The race to adapt to a changing job market

Colleges have long proven nimble in the face of disruption, but they’re now becoming more aggressive in their attempts to create the right offerings for a changing job market.

“This moment right now is really turning out to be the first big test of Canada’s college system,” says Linda Franklin, president of Colleges Ontario, which represents the province’s 24 colleges.

“There isn’t always a linear relationship between a particular program and a job,” says Kevin Wainwright, BCIT Associate Dean.

“We’ve always been able to pivot with industry and the labour market, but that’s becoming more and more challenging.”
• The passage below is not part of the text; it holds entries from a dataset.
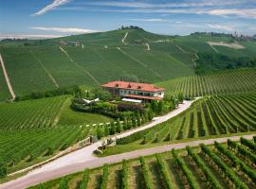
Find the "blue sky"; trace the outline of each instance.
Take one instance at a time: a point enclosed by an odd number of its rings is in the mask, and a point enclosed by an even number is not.
[[[256,34],[256,0],[0,0],[0,38],[59,37],[138,26],[161,34]]]

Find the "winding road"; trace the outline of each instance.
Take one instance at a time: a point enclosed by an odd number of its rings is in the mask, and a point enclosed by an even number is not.
[[[139,130],[143,130],[143,129],[152,128],[159,123],[165,122],[168,119],[186,111],[188,108],[190,108],[192,102],[193,101],[184,101],[183,104],[180,104],[177,109],[171,112],[170,113],[160,116],[160,117],[155,117],[149,124],[146,124],[143,127],[137,128],[135,129],[118,134],[114,136],[114,138],[123,138],[135,132],[137,132]],[[244,137],[250,139],[252,138],[252,136],[253,135],[246,135]],[[140,149],[140,150],[126,152],[122,154],[107,156],[104,158],[98,158],[93,155],[93,151],[97,149],[97,147],[101,146],[101,141],[100,141],[100,142],[92,144],[91,146],[85,146],[82,149],[79,149],[64,157],[61,157],[47,164],[43,165],[40,168],[32,170],[21,178],[3,183],[0,185],[0,189],[27,188],[31,185],[38,184],[40,182],[45,182],[49,180],[53,180],[53,179],[64,176],[66,174],[82,171],[84,168],[94,168],[94,167],[101,166],[106,163],[118,163],[118,162],[120,162],[122,159],[137,158],[139,156],[146,156],[146,155],[150,155],[154,153],[160,153],[160,152],[168,151],[173,148],[184,148],[186,146],[195,146],[201,143],[204,143],[206,145],[213,144],[214,141],[218,141],[219,143],[224,143],[228,140],[228,138],[230,138],[232,140],[239,140],[240,137],[232,136],[232,137],[208,139],[208,140],[197,140],[197,141],[192,141],[192,142],[166,145],[166,146],[156,146],[153,148]]]

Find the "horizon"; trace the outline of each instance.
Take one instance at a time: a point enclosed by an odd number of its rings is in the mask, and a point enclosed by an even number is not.
[[[217,32],[253,36],[252,0],[17,0],[0,2],[0,39],[57,38],[137,26],[164,35]]]

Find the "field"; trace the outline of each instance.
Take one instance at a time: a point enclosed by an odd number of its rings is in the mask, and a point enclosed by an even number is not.
[[[256,94],[203,97],[181,114],[118,141],[116,148],[256,130]],[[115,151],[110,147],[108,153]],[[139,146],[138,146],[139,147]]]
[[[0,160],[12,172],[47,159],[92,131],[106,116],[76,112],[70,96],[42,98],[0,105]]]
[[[166,94],[182,92],[186,97],[250,92],[256,89],[256,69],[237,69],[206,76],[178,77],[157,85]]]
[[[164,36],[142,29],[124,29],[27,41],[30,45],[20,42],[0,43],[0,53],[14,92],[21,95],[71,85],[96,87],[115,79],[153,83],[182,77],[192,79],[197,77],[194,76],[196,53],[217,53],[207,42],[230,40],[225,36]],[[67,44],[61,45],[61,41]],[[80,44],[72,45],[74,42]],[[236,43],[246,48],[215,48],[229,56],[254,57],[255,43]],[[204,80],[204,77],[199,77]],[[2,73],[0,83],[0,100],[6,100],[9,94]]]
[[[255,139],[123,160],[31,188],[255,188]]]

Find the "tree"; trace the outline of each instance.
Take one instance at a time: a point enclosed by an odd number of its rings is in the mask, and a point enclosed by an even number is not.
[[[117,129],[116,129],[116,131],[119,132],[119,133],[120,133],[121,130],[122,130],[122,127],[121,127],[120,120],[119,120],[119,119],[118,119],[118,123],[117,123]]]
[[[151,121],[152,119],[153,119],[153,112],[152,112],[152,110],[150,109],[149,111],[148,111],[148,120],[149,121]]]
[[[133,128],[136,128],[136,127],[137,127],[137,120],[136,120],[136,117],[133,117],[133,118],[132,118],[132,123],[133,123],[132,127],[133,127]]]
[[[184,95],[183,95],[183,93],[182,92],[179,92],[178,94],[177,94],[177,98],[178,98],[178,101],[179,102],[183,102],[184,100]]]
[[[114,122],[111,122],[110,124],[110,135],[113,135],[116,133],[116,126]]]
[[[162,114],[164,112],[164,102],[163,102],[163,100],[160,100],[157,104],[158,104],[157,114]]]
[[[101,126],[97,126],[96,132],[97,132],[98,139],[101,139],[103,136],[103,132],[101,130]]]
[[[105,125],[104,126],[104,136],[108,136],[109,135],[109,126]]]
[[[0,179],[7,177],[7,166],[0,163]]]
[[[67,179],[64,177],[59,184],[59,189],[68,189]]]

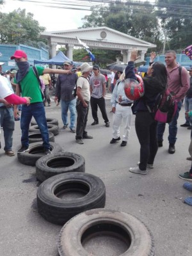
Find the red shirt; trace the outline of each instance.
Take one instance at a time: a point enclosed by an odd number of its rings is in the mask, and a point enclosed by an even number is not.
[[[168,68],[166,68],[166,70],[168,74],[168,88],[170,89],[170,92],[173,92],[176,94],[175,98],[180,101],[189,90],[190,82],[188,71],[184,67],[182,67],[180,79],[179,66],[179,65],[177,63],[177,66],[171,71]]]

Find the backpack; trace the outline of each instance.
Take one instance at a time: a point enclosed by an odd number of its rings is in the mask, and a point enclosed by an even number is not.
[[[181,70],[182,67],[179,67],[179,77],[181,83]],[[159,93],[154,100],[152,111],[148,105],[147,108],[150,113],[152,113],[155,120],[161,123],[170,123],[172,121],[177,109],[177,101],[174,99],[174,93],[170,92],[169,89]]]

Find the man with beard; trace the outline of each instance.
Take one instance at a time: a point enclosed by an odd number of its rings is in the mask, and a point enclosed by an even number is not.
[[[32,67],[28,61],[28,56],[25,52],[17,50],[11,56],[11,60],[15,60],[19,71],[16,74],[16,94],[28,96],[31,98],[29,106],[22,106],[20,116],[20,129],[22,131],[21,148],[18,153],[24,153],[29,150],[29,128],[32,116],[38,124],[43,140],[43,146],[45,154],[51,154],[49,140],[48,127],[45,118],[45,112],[43,103],[39,81]],[[36,67],[38,76],[44,74],[71,74],[70,70],[61,69],[44,68]],[[17,114],[17,107],[15,106],[15,116]]]

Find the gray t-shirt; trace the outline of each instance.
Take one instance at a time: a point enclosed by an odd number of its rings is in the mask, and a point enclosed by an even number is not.
[[[104,75],[99,74],[99,76],[93,76],[90,78],[90,84],[92,88],[92,97],[99,99],[102,97],[103,84],[106,83],[106,77]]]

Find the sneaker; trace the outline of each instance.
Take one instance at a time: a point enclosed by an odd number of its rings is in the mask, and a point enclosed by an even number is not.
[[[158,140],[158,147],[163,147],[163,140]]]
[[[185,124],[181,124],[180,126],[181,127],[189,127],[191,126],[191,125],[190,125],[189,124],[186,124],[186,123],[185,123]]]
[[[140,165],[140,162],[138,163],[138,165]],[[150,169],[153,169],[154,167],[154,164],[147,164],[147,168],[148,168]]]
[[[127,143],[127,141],[125,141],[124,140],[123,140],[122,142],[121,143],[120,146],[121,147],[125,147]]]
[[[96,124],[98,124],[99,122],[98,121],[94,121],[93,123],[92,124],[92,125],[95,125]]]
[[[77,139],[76,142],[78,144],[84,144],[84,142],[83,141],[83,140],[81,139]]]
[[[72,133],[76,133],[76,131],[74,129],[73,129],[73,128],[70,128],[70,131],[72,132]]]
[[[63,126],[62,129],[63,129],[63,130],[65,130],[65,129],[67,128],[68,124],[65,124],[65,125]]]
[[[139,167],[131,167],[129,168],[129,171],[134,173],[147,174],[147,172],[146,170],[142,171],[139,168]]]
[[[110,124],[109,122],[106,122],[106,127],[109,127],[109,124]]]
[[[90,135],[84,134],[84,135],[83,135],[83,139],[93,139],[93,137],[91,136]]]
[[[170,143],[169,146],[168,152],[170,154],[174,154],[175,152],[175,145],[173,143]]]
[[[45,148],[44,152],[45,155],[49,155],[50,154],[52,154],[51,151],[49,148]]]
[[[19,154],[24,153],[25,152],[27,151],[29,151],[29,147],[22,146],[22,147],[17,151],[17,153]]]
[[[179,177],[183,180],[192,180],[192,174],[189,172],[186,172],[184,173],[179,174]]]
[[[15,156],[15,152],[13,150],[8,150],[5,151],[4,154],[6,154],[8,156]]]
[[[120,138],[118,137],[117,139],[114,139],[114,138],[113,138],[113,139],[111,140],[110,143],[111,144],[113,144],[115,143],[115,142],[118,141],[119,140],[120,140]]]

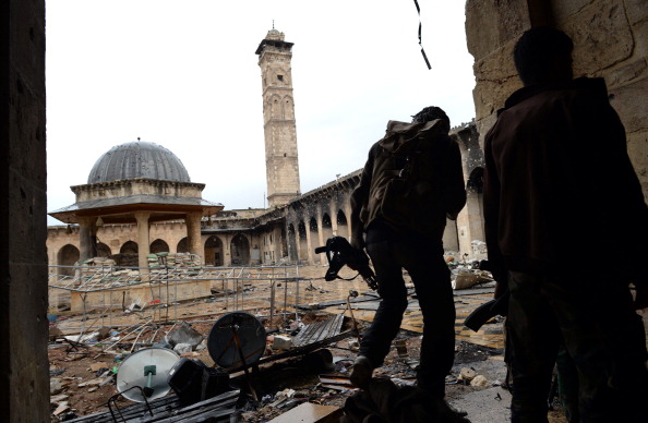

Colleges and technical institutes nationwide develop programs with advisory committees drawn from industry, familiar with up-to-the-minute trends, and are traditionally able to bring programs to market much faster than universities. Students have responded in kind – enrolment in the nation’s colleges has increased 34 per cent since 2000.

That system has proven resilient, but as Franklin notes, “in some subjects nowadays, especially science and engineering, the pace of change is so quick that students can be out-of-date the day after they graduate.”

Kevin Wainwright, an associate dean at the British Columbia Institute of Technology (BCIT), says there isn’t always a linear relationship between a particular program and a job.

“Instead, it’s about your bundle of skills going into the economy,” he says.